Questo potremmo dire del “Centro Studi”: un fascio di luce sincera realtà sfuggita a tante intemperie della modernità: un impegno di oggi con l’augurio che possa durare nel tempo, quale testimonianza di un mondo che ha dato un senso alla storia. Che Lipari conservi per sempre questa luce, che sia custode partecipe e gelosa, attingendo sempre a quelle sedimentazioni che mantengono vive nel tempo le motivazioni di un ruolo non secondario nel compito di tutto quello che nel tempo ha dato un segno di concretezza alle attività che il “Centro Studi” ha promosso: memoria come tante di vita.

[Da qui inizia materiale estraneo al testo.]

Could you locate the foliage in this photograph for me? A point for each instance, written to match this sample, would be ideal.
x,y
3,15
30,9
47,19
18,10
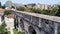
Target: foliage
x,y
21,8
58,13
3,7
13,7
18,32
53,11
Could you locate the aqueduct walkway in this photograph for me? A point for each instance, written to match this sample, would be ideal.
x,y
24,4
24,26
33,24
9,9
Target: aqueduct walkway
x,y
33,23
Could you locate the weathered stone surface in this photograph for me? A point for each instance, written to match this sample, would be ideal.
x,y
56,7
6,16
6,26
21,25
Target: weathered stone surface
x,y
42,24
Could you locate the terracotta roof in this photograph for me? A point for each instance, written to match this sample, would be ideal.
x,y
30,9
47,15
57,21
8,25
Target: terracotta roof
x,y
10,16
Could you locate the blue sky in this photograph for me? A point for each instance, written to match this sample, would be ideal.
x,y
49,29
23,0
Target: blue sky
x,y
33,1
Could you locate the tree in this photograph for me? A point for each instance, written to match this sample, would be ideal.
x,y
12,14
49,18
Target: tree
x,y
21,8
58,13
2,28
6,12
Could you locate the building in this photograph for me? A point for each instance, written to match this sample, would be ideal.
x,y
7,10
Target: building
x,y
9,20
1,16
0,3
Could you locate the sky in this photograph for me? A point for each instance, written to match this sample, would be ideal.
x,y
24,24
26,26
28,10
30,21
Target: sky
x,y
33,1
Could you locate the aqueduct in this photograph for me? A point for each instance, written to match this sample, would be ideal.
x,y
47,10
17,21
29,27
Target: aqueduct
x,y
33,23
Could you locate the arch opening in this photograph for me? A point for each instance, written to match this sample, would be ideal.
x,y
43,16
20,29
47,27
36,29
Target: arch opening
x,y
31,30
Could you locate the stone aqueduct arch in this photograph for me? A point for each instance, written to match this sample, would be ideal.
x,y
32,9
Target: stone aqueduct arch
x,y
40,24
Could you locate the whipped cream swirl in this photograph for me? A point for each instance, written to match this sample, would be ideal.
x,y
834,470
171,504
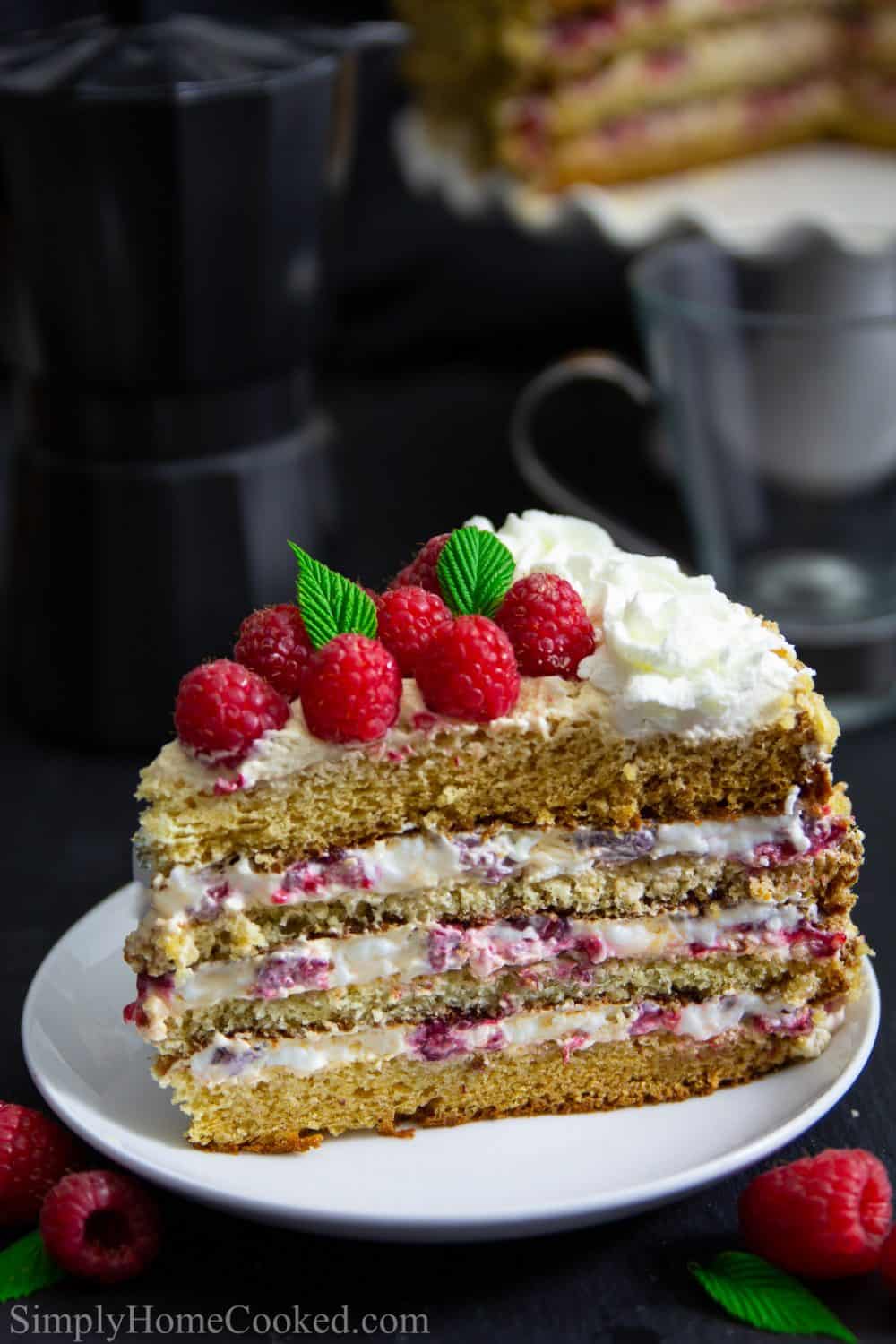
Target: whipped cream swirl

Lipari, d’altronde, si presta bene a questa particolare di rimandi che fanno dell’isola un luogo privilegiate: e valgano le pagine della “questione liparitana” esaltata da Leonardo Sciascia nel contrasto, in pieno ‘700, fra potere politico e potere religioso, a difesa della “apostolica legazia”; e valga la serie dei vescovi che, in regime di autentiche povertà, difesero i diritti della povera gente contro il prevalere di un assolutismo politico cui si opponevano iniziative di soccorso e si autentica carità.

Lipari, ancora, ed i suoi riferimenti scientifici con l’attività di quel grande vulcanologo che fu Lazzaro Spallanzani, che a Lipari segnò uno dei riferimenti principali (se non esclusivi) della sua attività da scienziato.

Sono parziali i riferimenti che portiamo, ma bastano ad individuare l’importanza fondamentale che il “Centro Studi” può assumere, in un contesto dove, archeologia a parte, il richiamo delle attività culturali e sociali, si pone come elemento primario nel compito di tutto ciò che può fare di un’isola, una piccola isola, la capitale di un “piccolo mondo” che il “Centro Studi” custodisce ed esalta.

Oggi come ieri, e come ieri nella prospettiva dei decenni, perché nulla si perda di tanto patrimonio, a vanto di una eredità che va ricordata e difesa.